Thermo-Mechanical Analysis and Process Optimization of Sand Casting for Aluminum Alloy Components: A General Mechanics Study

Abstract

This paper presents a professional general-mechanics study of metal casting, with emphasis on gravity sand casting of an aluminum-silicon component. The work combines heat-transfer theory, fluid-flow constraints, feeding mechanics, shrinkage-risk prediction, and mechanical-property estimation into a single analytical-numerical framework. The central objective is to determine how pouring temperature, mold preheat, gate velocity, and riser modulus ratio affect filling time, solidification time, cooling rate, shrinkage porosity, ultimate tensile strength, hardness, and an integrated quality index.

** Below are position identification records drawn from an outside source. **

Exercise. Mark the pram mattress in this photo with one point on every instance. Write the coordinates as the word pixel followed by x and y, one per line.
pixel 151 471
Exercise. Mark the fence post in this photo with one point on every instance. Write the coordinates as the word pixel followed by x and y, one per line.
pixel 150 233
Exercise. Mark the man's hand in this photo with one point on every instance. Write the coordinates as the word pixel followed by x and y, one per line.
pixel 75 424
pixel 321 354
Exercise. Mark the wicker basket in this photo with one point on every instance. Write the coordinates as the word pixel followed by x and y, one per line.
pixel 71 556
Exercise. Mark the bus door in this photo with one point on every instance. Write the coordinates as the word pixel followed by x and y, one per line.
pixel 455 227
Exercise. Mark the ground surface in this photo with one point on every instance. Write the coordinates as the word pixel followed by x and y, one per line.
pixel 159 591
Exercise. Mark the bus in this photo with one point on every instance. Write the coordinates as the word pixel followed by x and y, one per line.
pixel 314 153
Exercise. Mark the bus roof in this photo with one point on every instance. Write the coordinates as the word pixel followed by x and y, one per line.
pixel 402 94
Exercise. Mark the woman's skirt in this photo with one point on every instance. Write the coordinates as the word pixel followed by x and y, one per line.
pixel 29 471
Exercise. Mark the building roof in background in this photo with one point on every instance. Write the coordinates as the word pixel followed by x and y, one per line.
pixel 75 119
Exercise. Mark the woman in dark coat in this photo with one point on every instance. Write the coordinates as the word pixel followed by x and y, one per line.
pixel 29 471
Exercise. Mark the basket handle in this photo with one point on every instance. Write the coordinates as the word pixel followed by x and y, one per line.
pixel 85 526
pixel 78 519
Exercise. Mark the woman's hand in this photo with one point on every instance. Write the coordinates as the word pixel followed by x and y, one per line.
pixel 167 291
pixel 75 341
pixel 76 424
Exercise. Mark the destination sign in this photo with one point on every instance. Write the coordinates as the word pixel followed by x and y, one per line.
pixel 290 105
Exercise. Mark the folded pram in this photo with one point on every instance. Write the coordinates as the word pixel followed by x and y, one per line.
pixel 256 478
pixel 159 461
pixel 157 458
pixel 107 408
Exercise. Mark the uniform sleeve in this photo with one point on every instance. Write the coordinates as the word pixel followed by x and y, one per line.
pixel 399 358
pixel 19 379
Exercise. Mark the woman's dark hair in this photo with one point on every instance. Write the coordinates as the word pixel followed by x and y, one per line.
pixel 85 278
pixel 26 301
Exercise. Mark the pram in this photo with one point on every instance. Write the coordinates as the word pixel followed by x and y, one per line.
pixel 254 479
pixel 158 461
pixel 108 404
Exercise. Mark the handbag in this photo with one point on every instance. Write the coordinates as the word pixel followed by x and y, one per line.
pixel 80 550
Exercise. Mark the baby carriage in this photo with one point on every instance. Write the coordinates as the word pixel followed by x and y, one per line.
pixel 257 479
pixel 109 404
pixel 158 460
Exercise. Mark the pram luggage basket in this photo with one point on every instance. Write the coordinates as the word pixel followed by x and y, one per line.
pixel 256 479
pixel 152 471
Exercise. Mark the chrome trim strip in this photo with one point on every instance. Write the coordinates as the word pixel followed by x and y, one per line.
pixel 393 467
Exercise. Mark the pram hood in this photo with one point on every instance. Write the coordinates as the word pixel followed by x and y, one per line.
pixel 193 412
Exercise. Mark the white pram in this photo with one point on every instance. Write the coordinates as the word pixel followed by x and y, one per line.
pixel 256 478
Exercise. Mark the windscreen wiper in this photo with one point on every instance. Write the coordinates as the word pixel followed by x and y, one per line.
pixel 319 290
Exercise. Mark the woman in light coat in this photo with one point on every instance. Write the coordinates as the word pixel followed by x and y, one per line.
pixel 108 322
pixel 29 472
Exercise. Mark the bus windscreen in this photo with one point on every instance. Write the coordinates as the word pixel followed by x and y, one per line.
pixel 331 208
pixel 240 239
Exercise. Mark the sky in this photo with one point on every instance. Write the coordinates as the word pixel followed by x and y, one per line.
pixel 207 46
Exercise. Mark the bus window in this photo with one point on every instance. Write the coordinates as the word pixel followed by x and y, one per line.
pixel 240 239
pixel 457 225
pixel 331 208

The model is intentionally transparent and editable: Chvorinov’s rule is used for solidification scaling, a simplified gating equation is used for filling, a feeding-based shrinkage index is used for porosity risk, and a cooling-rate relation is used to estimate microstructural refinement and strength. A nine-case design matrix is evaluated for a representative Al-Si casting. The results show that raising the riser-to-casting modulus ratio from 1.05 to 1.35 can reduce predicted shrinkage porosity from approximately 5.82% to below 2.20%, while increasing the quality index from about 49.5 to more than 78. The recommended balanced condition is a pouring temperature near 720 degC, mold preheat near 80 degC, riser modulus ratio near 1.35, and moderate gate velocity around 0.35-0.40 m/s. Under this condition, the model predicts shrinkage porosity of about 1.92%, ultimate tensile strength of about 153.6 MPa, and a quality index of 82.4/100. The numerical results are not claimed as experimental measurements; they represent a reproducible engineering case study suitable for design comparison, teaching, and preliminary foundry-process optimization.